New York lender takes $15M loan loss reserve
Posted at 10:13 AM, Feb 28, 2019
and last updated 2019-02-28 12:35:10-05

The Liberty Center retail project is still causing grief for its New York lender.

Apollo Commercial Real Estate Finance Inc. has set aside a $15 million loan loss provision on the property, alerting investors that it’s unlikely to collect the full $169 million principal balance due on its 2014 construction loan. Apollo CEO Stuart Rothstein has been fretting over low retail occupancy rates at the Butler County project since the summer of 2017.

But this is the first time the company has classified its Liberty Center loan as “troubled debt restructuring.”

“There is still a lot of work to be done on this asset,” Apollo CEO Stuart Rothstein told analysts in a Feb. 14 earnings call. “It is covering debt service. It is a real center. But low-80s occupancy is not where we want it to be long-term.”

Apollo loaned the project $165 million in November, 2014. In its 2015 annual report to investors, it said the floating-rate mortgage would be paid off by May, 2018. The loan was extended last year with a new maturity date of September, 2020. At the end of last year, Apollo reclassified the loan as “impaired” with a “loss likely.” Liberty Center is paying interest only on its debt, according to Apollo’s filings with the Securities and Exchange Commission.

“We think there are strategies to certainly increase the occupancy,” Rothstein told investors. "We think there are other strategies vis-à-vis the size of the parcel and what you may or may not be able to do with outparcels or other strategies to continue to add value to the site.

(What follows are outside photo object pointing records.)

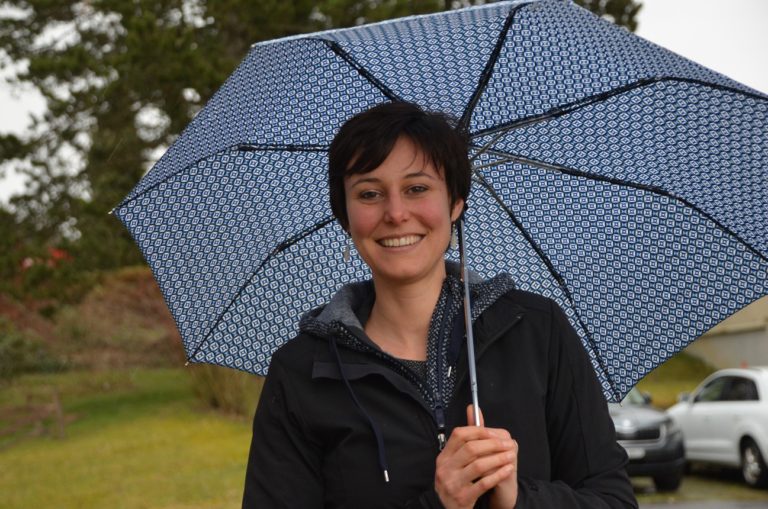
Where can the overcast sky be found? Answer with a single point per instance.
(730, 37)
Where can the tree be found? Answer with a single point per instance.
(122, 78)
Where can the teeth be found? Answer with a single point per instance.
(401, 241)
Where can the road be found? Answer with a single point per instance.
(717, 504)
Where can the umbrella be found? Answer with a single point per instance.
(624, 181)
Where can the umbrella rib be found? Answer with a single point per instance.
(275, 147)
(555, 274)
(277, 250)
(485, 76)
(588, 101)
(506, 157)
(336, 48)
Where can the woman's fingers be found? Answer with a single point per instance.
(471, 416)
(475, 459)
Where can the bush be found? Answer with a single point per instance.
(22, 352)
(226, 389)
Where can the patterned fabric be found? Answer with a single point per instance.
(436, 376)
(621, 180)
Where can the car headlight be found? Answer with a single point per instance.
(669, 428)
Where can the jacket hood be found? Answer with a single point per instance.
(352, 304)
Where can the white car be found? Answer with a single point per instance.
(725, 421)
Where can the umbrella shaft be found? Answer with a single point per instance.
(468, 325)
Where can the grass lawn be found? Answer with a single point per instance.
(139, 439)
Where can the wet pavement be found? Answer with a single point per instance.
(713, 504)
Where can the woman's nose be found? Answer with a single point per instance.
(396, 210)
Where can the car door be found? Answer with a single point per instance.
(703, 420)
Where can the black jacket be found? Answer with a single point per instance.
(313, 446)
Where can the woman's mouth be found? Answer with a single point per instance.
(405, 240)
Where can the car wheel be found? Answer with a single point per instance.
(669, 482)
(753, 467)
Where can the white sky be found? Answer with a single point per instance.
(730, 37)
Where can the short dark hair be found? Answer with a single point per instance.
(365, 141)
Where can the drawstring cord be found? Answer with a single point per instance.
(374, 426)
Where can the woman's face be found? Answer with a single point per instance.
(400, 216)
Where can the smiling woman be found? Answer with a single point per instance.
(368, 406)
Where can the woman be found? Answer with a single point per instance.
(368, 406)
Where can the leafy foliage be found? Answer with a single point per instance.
(121, 79)
(21, 352)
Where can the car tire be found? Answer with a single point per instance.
(753, 468)
(669, 482)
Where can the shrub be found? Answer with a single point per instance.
(22, 352)
(226, 389)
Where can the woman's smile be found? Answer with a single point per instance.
(400, 216)
(402, 241)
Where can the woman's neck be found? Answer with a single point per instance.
(400, 317)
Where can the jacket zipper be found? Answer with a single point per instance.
(438, 412)
(462, 374)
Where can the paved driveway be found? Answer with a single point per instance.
(717, 504)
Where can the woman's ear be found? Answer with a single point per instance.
(456, 209)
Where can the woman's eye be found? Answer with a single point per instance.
(417, 189)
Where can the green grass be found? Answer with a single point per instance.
(140, 440)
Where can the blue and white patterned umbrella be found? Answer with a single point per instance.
(624, 181)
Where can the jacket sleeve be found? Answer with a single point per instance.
(284, 462)
(588, 466)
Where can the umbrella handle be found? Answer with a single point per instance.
(468, 325)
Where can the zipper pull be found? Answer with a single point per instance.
(440, 420)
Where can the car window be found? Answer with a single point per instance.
(741, 389)
(714, 390)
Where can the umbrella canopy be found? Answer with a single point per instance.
(625, 182)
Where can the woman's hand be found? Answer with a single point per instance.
(476, 459)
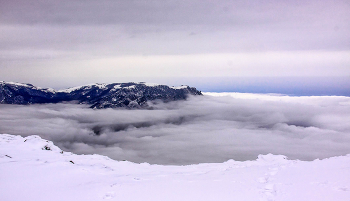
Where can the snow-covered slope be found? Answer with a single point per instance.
(34, 169)
(129, 95)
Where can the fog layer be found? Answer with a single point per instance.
(211, 128)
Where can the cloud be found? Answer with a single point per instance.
(202, 129)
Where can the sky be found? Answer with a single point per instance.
(203, 129)
(206, 44)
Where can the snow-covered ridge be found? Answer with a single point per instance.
(42, 171)
(115, 95)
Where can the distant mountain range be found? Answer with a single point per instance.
(116, 95)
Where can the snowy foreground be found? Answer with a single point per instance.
(34, 169)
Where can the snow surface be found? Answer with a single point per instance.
(27, 85)
(32, 168)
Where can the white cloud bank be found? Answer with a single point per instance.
(202, 129)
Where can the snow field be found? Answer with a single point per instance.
(34, 169)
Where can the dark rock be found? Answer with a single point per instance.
(127, 95)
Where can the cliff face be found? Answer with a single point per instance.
(128, 95)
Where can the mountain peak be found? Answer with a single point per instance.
(115, 95)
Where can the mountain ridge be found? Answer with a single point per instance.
(115, 95)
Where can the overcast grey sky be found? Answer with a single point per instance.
(57, 43)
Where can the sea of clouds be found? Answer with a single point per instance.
(210, 128)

But in terms of the sort of analysis we go through on a quarterly basis, from a pure sort of books and records perspective, it was the appropriate time to take a reserve.”

After the loan was extended last year, Apollo forced a change in management. In September, the project’s developer, Columbus-based Steiner + Associates, ceded control of the retail portion of Liberty Center to Jones Lang LaSalle, a commercial real estate firm that declined to comment.

Since then, The Gap and Charlotte Russe have announced store closures at Liberty Center. An indoor skydiving attraction announced in December, 2017 is now under construction, with an opening expected in late spring.

In January, Vice President Giorgio Karras told the Journal News JLL was negotiating a lease for a new-to-market, family entertainment attraction that would fill 40,000 square feet in the Foundry section of Liberty Center. He also said JLL was negotiating a lease for a retail tenant to replace The Gap.